Despite knowing that there were numerous anti-pirate houses in the vicinity, I wandered up and down the valley for several hours and did not see a single one. It was only after a final inspection of the valley from above that I glimpsed an opening in a rock too angular to be produced naturally. He had discovered the old community jail.

The effort it took (no billboards with information or guided tour options) made me appreciate how expert the islanders were in building houses that blended perfectly into nature. Life must have been hard for them, constantly under threat of pirate attack and knowing that camouflage in this wild territory was their only defense.

The rocks determine the structure

The huge rocks of Icaria are scattered across the island, which has made the communities far from each other as well.

The huge rocks of Icaria are scattered across the island, which has made the communities far from each other as well.

My next stop was further inland, in the vineyards of the Afianes family. In addition to being producers of some of the best wines on Icaria, owner Nikos and his daughter Eftychia are considered experts on the island’s history. And they agreed to show me the anti-pirate house on their property.

“We have no shortage of large rocks on Icaria,” Eftychia smiled, explaining that these rocks determined the location and appearance of most anti-pirate houses. “The rocks make as much of the structure of the house as its shape allows, one or two walls or perhaps, if the rock has an overhang, a roof. If the terrain was too steep to create a flat lot, as what used to be, people would go to great lengths to gouge the rock out of the ground to create a level terrace.”
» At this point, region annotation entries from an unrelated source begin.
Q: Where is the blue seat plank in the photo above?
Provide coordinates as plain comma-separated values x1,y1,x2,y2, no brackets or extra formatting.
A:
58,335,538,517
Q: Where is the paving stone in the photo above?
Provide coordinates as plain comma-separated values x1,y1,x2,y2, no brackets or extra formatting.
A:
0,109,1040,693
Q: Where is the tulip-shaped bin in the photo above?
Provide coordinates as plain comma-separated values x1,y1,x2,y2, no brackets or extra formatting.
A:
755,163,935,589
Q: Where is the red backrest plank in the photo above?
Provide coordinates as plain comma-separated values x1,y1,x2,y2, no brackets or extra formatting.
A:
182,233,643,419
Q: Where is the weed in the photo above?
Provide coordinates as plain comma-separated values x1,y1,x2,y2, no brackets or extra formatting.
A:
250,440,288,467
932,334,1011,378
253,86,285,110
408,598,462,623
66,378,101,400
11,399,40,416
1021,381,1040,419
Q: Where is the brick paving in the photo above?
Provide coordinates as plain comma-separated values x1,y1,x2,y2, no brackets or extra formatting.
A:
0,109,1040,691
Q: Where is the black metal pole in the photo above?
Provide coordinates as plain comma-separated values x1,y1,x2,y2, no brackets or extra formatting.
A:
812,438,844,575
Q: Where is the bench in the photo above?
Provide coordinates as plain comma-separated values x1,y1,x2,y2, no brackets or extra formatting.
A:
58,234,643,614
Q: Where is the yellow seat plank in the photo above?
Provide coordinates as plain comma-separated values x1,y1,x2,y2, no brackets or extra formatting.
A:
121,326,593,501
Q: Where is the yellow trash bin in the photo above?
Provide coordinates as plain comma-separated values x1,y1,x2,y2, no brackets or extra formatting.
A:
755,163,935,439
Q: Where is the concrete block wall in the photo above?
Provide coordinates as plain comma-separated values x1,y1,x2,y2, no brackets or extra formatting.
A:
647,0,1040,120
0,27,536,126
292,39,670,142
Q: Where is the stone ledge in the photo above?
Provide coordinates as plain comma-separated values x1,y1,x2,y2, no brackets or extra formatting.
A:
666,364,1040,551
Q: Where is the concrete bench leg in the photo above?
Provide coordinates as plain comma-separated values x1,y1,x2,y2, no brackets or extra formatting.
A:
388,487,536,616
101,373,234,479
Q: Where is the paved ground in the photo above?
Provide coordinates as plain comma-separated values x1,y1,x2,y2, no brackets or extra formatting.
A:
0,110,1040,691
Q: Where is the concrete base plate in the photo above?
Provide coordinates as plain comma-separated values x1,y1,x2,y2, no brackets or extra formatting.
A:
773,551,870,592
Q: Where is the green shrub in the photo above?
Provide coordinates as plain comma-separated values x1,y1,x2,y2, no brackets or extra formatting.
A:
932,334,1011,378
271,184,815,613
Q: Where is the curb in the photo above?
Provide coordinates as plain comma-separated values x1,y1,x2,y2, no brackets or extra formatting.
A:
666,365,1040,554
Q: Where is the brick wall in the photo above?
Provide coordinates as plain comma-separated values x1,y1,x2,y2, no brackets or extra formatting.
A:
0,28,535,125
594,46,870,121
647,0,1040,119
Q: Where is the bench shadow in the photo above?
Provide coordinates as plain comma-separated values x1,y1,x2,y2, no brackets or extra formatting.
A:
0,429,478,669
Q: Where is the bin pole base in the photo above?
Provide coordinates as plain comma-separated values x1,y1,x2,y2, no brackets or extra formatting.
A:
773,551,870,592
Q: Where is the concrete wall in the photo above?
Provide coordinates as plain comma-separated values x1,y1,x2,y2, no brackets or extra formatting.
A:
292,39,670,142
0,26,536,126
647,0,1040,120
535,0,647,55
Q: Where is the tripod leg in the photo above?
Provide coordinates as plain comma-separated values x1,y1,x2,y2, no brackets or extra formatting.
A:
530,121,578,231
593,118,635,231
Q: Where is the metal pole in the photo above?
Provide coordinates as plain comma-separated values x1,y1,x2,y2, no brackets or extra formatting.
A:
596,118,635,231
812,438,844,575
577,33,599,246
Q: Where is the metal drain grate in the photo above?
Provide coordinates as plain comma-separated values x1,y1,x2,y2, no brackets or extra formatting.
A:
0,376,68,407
He added that traditionally it was always built towards the bottom of the rock, in the direction of the land, so that the structure could not be detected from the sea. “And because the most useful rocks are naturally spread out, the communities were too, which meant there was less chance of being discovered if pirates invaded,” he said.

We enter the anti-pirate house, now used to store wine. The thick walls, Nikos explained, would have ensured that it stayed cool during the hot summers and retained heat during the winter.
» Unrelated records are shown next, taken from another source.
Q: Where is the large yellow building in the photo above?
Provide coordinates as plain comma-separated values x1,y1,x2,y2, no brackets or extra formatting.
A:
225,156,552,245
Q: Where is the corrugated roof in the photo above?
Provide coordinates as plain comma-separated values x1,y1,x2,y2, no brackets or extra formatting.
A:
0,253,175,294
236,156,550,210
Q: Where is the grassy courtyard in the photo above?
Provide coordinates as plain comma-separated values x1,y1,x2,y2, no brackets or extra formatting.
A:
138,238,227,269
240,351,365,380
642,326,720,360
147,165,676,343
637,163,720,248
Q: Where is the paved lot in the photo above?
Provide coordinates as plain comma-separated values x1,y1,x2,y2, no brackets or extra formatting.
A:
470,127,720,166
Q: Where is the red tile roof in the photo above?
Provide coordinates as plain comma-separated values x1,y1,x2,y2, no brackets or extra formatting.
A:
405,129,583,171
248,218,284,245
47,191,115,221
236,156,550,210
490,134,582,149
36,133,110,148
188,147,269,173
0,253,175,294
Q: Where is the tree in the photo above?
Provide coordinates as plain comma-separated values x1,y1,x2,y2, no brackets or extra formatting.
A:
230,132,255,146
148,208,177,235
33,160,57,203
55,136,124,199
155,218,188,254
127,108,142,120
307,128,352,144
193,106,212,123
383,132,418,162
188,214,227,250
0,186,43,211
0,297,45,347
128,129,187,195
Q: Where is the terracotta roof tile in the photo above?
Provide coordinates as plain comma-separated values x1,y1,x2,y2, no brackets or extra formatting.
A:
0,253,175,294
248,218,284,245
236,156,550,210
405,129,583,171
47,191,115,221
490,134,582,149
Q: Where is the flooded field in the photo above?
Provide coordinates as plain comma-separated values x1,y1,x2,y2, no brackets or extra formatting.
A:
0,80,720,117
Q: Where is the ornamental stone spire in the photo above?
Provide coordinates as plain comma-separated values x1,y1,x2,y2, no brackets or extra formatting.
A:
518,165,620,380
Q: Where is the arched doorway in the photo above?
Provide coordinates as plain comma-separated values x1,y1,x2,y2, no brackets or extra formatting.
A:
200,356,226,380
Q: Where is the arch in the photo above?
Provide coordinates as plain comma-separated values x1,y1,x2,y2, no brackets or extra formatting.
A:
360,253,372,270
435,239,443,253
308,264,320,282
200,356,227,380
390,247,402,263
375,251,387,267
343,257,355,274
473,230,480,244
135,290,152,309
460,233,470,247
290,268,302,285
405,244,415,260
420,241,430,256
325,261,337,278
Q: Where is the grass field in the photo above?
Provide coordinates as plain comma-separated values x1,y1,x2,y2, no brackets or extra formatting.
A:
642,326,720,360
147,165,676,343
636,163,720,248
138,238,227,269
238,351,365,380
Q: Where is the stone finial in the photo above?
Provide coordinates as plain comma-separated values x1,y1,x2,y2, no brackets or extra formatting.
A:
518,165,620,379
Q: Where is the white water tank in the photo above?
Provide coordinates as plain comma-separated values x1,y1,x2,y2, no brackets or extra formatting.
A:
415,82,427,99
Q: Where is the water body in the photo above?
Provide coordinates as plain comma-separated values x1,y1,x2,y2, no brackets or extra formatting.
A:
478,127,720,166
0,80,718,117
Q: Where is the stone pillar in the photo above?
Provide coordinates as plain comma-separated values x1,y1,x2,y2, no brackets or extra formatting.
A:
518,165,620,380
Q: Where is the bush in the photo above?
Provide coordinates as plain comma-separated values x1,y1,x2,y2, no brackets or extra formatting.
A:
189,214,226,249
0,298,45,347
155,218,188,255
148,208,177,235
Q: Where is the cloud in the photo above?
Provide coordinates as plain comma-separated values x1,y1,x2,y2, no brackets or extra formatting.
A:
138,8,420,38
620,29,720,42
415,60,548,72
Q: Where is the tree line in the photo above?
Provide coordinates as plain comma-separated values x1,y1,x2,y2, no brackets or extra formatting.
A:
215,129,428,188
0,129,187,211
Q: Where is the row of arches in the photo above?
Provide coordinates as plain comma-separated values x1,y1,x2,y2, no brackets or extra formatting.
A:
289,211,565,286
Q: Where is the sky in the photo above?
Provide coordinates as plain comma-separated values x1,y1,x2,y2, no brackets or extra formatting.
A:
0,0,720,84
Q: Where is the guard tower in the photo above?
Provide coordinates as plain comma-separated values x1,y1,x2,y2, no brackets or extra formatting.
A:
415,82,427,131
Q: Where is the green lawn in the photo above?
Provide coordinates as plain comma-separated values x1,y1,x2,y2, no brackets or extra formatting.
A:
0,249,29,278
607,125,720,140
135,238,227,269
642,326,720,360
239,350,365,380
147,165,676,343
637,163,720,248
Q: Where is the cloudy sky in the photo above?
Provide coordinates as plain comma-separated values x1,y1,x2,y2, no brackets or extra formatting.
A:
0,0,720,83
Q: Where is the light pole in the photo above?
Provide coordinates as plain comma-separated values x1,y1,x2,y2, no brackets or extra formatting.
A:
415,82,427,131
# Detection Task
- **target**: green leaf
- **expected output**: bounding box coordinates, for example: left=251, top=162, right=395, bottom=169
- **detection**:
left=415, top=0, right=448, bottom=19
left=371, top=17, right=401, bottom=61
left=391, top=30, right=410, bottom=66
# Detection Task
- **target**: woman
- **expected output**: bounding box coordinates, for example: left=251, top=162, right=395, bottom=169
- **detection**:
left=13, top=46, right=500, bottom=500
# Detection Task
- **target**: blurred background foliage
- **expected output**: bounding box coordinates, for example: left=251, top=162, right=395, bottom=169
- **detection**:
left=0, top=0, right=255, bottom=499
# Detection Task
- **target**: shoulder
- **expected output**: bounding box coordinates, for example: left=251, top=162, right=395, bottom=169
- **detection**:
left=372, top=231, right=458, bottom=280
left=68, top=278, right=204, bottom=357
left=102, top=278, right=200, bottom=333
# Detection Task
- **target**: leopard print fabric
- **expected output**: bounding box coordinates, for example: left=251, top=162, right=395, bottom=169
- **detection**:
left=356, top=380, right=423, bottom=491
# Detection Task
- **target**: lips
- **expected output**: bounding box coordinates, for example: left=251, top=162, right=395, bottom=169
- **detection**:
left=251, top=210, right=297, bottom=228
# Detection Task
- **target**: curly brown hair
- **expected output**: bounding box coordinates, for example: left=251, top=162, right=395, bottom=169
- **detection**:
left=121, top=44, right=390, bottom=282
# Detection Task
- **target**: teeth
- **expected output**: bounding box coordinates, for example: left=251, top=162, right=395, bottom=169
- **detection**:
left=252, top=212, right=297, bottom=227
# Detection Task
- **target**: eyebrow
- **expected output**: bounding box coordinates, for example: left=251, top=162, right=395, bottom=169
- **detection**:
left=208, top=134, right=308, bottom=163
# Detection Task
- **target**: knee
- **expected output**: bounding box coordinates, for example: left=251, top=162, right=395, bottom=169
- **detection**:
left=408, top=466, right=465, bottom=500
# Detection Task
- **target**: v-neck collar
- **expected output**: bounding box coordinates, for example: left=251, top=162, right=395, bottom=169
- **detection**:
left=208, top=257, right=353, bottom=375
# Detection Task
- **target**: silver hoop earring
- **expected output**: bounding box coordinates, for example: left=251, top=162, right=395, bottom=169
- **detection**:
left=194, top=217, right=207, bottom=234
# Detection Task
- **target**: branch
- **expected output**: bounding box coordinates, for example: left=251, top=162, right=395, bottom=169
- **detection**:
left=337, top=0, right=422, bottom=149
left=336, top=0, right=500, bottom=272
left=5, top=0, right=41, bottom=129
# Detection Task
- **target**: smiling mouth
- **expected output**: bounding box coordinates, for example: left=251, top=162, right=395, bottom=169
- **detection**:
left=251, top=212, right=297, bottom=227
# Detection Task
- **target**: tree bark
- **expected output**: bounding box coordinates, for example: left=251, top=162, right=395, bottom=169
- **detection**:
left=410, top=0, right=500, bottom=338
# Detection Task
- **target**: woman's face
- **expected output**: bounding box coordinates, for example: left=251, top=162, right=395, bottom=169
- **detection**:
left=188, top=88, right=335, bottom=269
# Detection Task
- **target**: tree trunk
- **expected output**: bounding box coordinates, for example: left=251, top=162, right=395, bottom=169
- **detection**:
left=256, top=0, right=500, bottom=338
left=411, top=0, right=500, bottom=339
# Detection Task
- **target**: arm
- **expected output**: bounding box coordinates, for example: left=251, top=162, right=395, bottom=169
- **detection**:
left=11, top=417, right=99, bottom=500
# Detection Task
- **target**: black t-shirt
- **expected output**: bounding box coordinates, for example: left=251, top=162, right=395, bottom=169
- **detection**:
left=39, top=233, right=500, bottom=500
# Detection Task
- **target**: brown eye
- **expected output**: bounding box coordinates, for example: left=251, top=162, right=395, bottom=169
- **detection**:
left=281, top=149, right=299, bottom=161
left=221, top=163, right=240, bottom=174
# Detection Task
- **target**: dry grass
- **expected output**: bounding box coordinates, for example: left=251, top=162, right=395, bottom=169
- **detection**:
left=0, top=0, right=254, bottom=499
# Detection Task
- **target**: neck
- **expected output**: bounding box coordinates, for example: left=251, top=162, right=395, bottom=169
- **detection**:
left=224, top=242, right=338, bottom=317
Modern villages on Icaria tend to remain remote and mountain-based.

Modern villages on Icaria tend to remain remote and mountain-based.
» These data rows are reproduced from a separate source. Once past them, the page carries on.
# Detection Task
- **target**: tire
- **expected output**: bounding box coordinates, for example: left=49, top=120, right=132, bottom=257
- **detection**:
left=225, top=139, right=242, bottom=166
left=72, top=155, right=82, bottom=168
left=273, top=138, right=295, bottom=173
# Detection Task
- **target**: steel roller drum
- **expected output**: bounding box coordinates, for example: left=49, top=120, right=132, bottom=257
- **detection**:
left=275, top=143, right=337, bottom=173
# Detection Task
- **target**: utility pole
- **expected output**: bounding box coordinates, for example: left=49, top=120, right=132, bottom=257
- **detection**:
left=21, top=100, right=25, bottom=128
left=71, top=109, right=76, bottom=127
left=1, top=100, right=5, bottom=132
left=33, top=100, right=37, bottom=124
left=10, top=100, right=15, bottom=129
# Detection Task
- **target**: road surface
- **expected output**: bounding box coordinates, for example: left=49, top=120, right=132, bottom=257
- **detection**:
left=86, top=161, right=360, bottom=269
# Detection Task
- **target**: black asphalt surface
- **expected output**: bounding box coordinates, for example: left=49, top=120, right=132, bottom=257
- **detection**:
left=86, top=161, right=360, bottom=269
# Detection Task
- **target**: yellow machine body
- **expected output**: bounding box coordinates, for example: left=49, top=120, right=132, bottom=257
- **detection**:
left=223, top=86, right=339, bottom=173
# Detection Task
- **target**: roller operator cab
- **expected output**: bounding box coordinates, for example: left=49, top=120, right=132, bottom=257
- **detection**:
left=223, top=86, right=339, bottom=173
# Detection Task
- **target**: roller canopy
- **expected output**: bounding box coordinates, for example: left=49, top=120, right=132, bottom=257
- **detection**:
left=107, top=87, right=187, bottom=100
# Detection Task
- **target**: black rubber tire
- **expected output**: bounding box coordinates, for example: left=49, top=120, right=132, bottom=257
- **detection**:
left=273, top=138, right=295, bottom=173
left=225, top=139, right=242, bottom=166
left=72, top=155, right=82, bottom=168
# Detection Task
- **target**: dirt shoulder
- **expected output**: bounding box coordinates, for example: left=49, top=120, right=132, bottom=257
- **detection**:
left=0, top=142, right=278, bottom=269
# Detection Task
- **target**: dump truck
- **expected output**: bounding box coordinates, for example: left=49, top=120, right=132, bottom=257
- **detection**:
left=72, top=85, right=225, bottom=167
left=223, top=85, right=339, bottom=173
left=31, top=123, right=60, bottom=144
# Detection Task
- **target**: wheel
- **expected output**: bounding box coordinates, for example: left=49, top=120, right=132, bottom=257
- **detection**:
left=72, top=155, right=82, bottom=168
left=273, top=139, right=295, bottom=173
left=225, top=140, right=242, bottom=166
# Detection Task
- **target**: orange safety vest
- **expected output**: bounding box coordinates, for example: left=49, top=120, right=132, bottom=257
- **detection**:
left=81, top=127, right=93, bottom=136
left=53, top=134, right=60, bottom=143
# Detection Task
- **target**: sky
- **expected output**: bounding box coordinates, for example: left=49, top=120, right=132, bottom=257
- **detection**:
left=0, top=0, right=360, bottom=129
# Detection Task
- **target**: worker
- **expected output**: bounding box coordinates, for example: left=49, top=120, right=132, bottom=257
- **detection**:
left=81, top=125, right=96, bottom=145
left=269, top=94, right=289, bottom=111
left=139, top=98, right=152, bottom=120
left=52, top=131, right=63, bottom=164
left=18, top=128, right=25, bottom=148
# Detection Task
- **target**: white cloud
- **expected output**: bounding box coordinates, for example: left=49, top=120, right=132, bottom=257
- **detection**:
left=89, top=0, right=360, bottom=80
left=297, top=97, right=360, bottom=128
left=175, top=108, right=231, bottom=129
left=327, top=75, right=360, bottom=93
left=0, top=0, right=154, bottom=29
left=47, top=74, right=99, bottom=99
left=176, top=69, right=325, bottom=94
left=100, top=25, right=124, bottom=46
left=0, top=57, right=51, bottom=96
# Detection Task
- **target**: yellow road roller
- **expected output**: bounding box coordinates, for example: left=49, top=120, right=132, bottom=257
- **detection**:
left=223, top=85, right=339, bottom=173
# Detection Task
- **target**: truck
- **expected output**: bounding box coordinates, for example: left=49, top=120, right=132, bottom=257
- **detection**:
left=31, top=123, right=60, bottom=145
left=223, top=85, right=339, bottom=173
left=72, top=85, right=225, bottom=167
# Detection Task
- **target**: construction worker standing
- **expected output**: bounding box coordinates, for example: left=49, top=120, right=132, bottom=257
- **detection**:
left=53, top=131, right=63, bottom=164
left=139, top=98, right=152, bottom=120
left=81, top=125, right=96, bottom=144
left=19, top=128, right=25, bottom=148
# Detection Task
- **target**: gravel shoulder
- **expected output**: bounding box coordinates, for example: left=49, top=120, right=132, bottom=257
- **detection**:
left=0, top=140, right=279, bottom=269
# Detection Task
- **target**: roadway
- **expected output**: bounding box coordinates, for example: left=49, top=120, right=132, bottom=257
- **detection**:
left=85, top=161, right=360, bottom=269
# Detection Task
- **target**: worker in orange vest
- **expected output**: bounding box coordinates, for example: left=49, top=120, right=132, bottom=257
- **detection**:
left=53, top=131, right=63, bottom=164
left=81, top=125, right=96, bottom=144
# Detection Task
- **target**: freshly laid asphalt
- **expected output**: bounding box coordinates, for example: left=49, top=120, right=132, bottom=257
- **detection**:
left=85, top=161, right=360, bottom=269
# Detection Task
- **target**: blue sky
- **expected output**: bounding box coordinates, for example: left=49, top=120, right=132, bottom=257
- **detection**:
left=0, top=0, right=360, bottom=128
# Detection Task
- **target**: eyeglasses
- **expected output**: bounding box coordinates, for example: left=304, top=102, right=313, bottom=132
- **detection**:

The locals went to extra lengths to make their settlements invisible to outsiders. “The structure was low, a single story, lower than the maximum height of the rock,” Eftychia noted. Also, the houses did not have chimneys to avoid forming telltale columns of smoke. Instead, when they used the stove, they took out a stone on each side of the walls that did not have mortar so that the smoke subtly dissipated. People only interacted during the night. According to Mazari, during the pirate era, not even dogs were afraid that their barking would alert invaders.

The anti-pirate houses may have been built as places of emergency retreat, but they had a lasting effect on Icarian society, long after warships dispatched by the US, UK, France and Russia finally put an end to privateering. in the Aegean in the 1820s.

The tendency for villages to continue to be remote and mountain-based, and for islanders to enjoy staying up late at night, is attributed to the pirate age. Even places of worship built in the anti-pirate style survive, such as the Theoskepasti chapelwhich dramatically and closely lies on a rock ledge near Evdilos.

As for Lagkada, although it would seem that what was once the vital center of the pirate age was now abandoned, that is not entirely true.

“There is still at least one man living there permanently,” Nikos said. “His family never left him. Most of us only see it when we go to the panigýri [festival] of Lagkada, which he organizes. The rest of the year, he must live surrounded by ghosts.